Twice in early August, officials in Dong Nai Province questioned Catholic priest Nguyen Duy Tan regarding his online posts about social issues. Father Tan has been similarly questioned many times in the past and is known as a vocal activist in the Catholic community. He was also prohibited from travelling internationally with other priests in 2018.
Pastor A Dao
US Congressman Glenn Grothman (WI) has adopted Pastor A Dao, a Vietnamese political prisoner, through the Defending Freedoms Project of the Tom Lantos Human Rights Commission. Pastor A Dao is a Protestant pastor of the Montagnard Evangelical Church of Christ and an advocate for religious freedom. On August 18, 2016, Pastor A Dao was arrested in Vietnam and later sentenced to five years in prison for “helping individuals to escape abroad illegally.” He has maintained his innocence. During his interrogation, however, A Dao was reportedly tortured to extract a confession. US Ambassador for International Religious Freedom Sam Brownback has called for the immediate release of pastor A Dao on the 4th anniversary of his detention.
Nguyen Bac Truyen
The NGO Jubilee Campaign has sent a formal letter to the UN Human Rights Council to call attention to the continuing arbitrary arrest and detention of activists and religious minorities in Vietnam. The group specifically raised the case of imprisoned human rights and religious freedom advocate Nguyen Bac Truyen and made recommendations to both the government of Vietnam and the council on what should be done to protect and promote religious freedom in Vietnam.
NEWS & ANALYSIS
Hopes and fears for religious freedom in Vietnam, James W. Carr and Rep. Glenn Grothman (R-WIS), The Hill: “Pastor A Dao’s arrest and imprisonment is just one example of the challenges that ethnic minorities in Vietnam face when attempting to exercise their freedom of belief. As USCIRF noted in its 2020 Annual Report, Hmong and Montagnard Christians in Vietnam’s mountainous Northern and Central Highlands are regularly harassed, detained, or even banished because of their religious affiliation. According to human rights advocates, thousands of Hmong and Montagnard Christians remain effectively stateless because local authorities have refused to issue identity cards and household registration, in many instances in retaliation against Christians who refuse to renounce their faith.”

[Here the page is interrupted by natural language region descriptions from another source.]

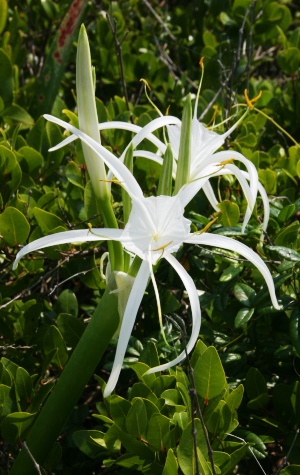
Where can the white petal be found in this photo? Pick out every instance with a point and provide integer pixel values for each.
(225, 242)
(117, 167)
(196, 313)
(132, 307)
(75, 236)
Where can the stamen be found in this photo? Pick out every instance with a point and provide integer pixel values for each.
(157, 301)
(201, 64)
(213, 117)
(162, 247)
(208, 225)
(229, 161)
(251, 101)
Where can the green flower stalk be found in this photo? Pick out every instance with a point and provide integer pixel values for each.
(88, 123)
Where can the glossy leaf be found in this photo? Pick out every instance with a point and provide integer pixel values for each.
(209, 375)
(14, 226)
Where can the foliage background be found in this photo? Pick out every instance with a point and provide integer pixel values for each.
(46, 303)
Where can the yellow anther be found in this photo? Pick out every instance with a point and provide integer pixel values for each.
(251, 101)
(146, 83)
(213, 117)
(161, 248)
(208, 225)
(225, 162)
(112, 181)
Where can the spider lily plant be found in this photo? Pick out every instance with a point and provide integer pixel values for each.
(196, 159)
(155, 230)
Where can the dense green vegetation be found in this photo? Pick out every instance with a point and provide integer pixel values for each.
(244, 371)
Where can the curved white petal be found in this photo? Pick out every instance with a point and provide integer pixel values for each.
(265, 200)
(225, 242)
(75, 236)
(132, 307)
(196, 313)
(117, 167)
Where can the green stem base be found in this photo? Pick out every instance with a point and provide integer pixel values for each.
(70, 386)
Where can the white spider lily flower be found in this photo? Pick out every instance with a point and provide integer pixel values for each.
(156, 228)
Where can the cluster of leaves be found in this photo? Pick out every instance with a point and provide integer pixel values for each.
(46, 303)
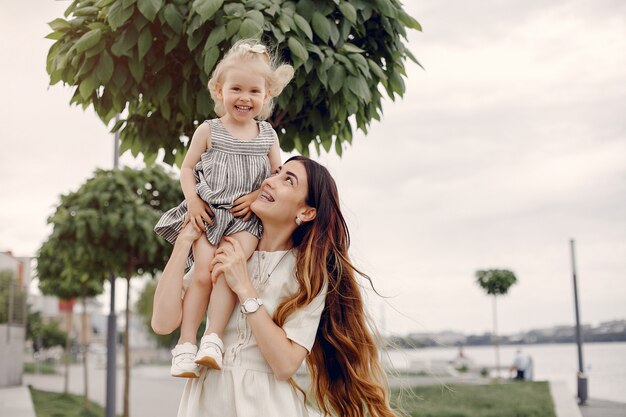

Vietnam says Chinese bomber at disputed islands ‘jeopardises peace,’ Channel News Asia, August 20, 2020: “The presence of Chinese bombers in the disputed Paracel islands in the South China Sea ‘jeopardises peace’ in the region, Vietnam’s foreign ministry spokeswoman said on Thursday (Aug 20). ‘The fact that relevant sides sent weapons and bombers to the East Sea not only violates Vietnam’s sovereignty but also jeopardises the situation in the area,’ ministry spokeswoman Le Thi Thu Hang said at a regular briefing.”